Maroney testified that the FBI waited a year and a half before documenting her report and then falsified her statement. She noted how the agency’s inaction and falsification of her report allowed Nassar’s abuse to continue.

“After telling my entire story of abuse to the FBI in the summer of 2015, not only did the FBI not report my abuse, but when they eventually documented my report, 17 months later, they made entirely false claims about what I said,” Maroney said. “They chose to fabricate. They chose to lie about what I said and protect a serial child molester rather than protect not only me, but countless others.”

Aly Raisman, who is also an Olympian, testified how the FBI minimized her abuse as well.
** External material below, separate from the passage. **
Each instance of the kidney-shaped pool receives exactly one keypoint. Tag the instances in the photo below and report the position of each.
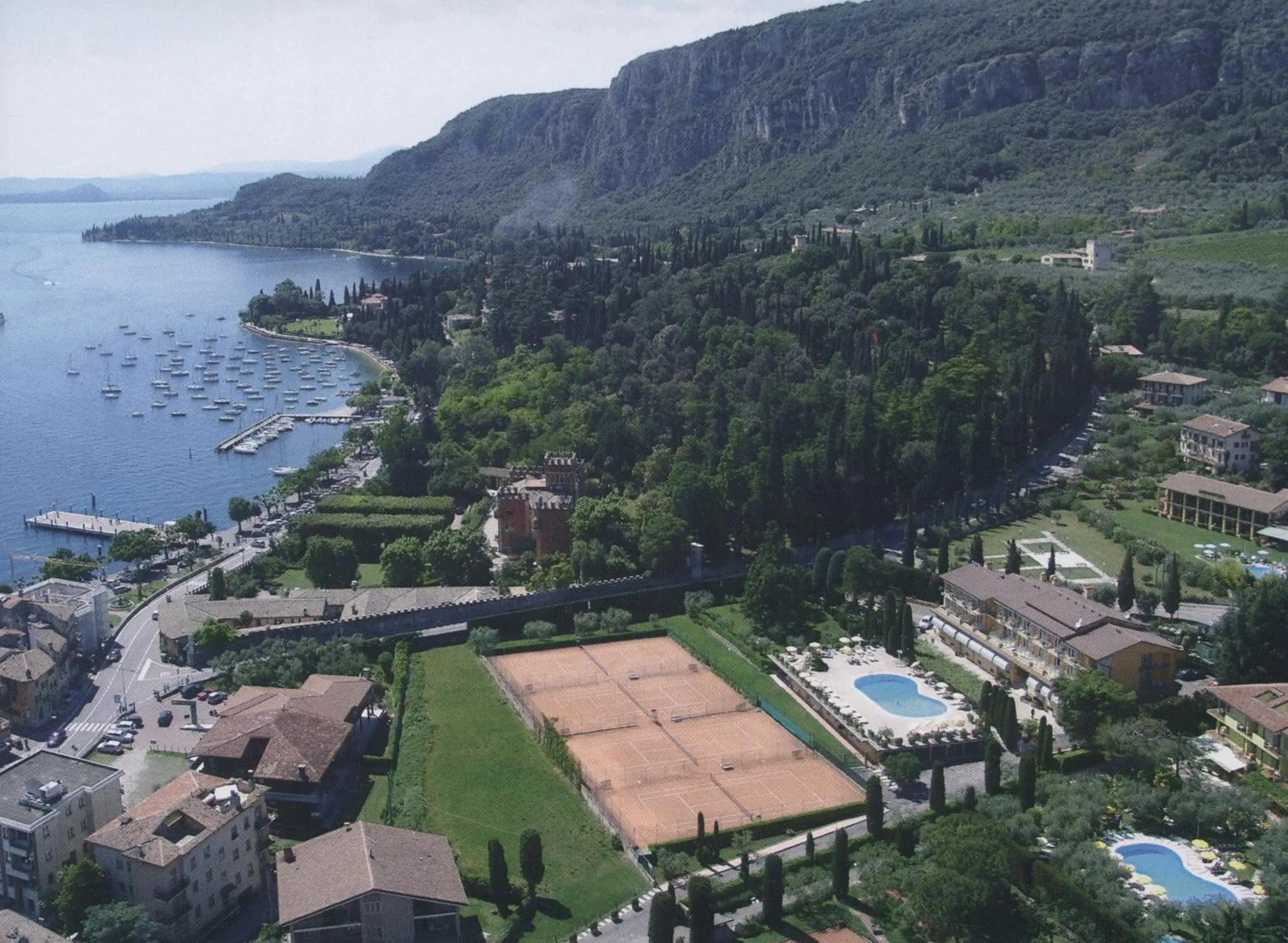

“I remember sitting there with the FBI agent and him, trying to convince me that it wasn’t that bad,” she said. “And it’s taken me years of therapy to realize that my abuse was bad, that it does matter.”

“I don’t think people realize how much it affects us, how much the PTSD, how much the trauma impacts us,” Raisman continued.

Two months ago, the Justice Department released a report detailing how the FBI’s botched investigation into Nassar allowed him to continue working as a doctor for Michigan State University, a gymnastics center, and a high school in Lansing, Michigan, despite the fact that the FBI knew of the allegations against him as a child molester.

Christopher Wray, the director of the FBI, apologized to the gymnasts and acknowledged how the agency failed survivors of Nassar’s abuse by mishandling the investigation and minimizing the seriousness of their allegations.

“A message needs to be sent,” Biles said. “If you allow a predator to harm children, the consequences will be swift and severe. Enough is enough.”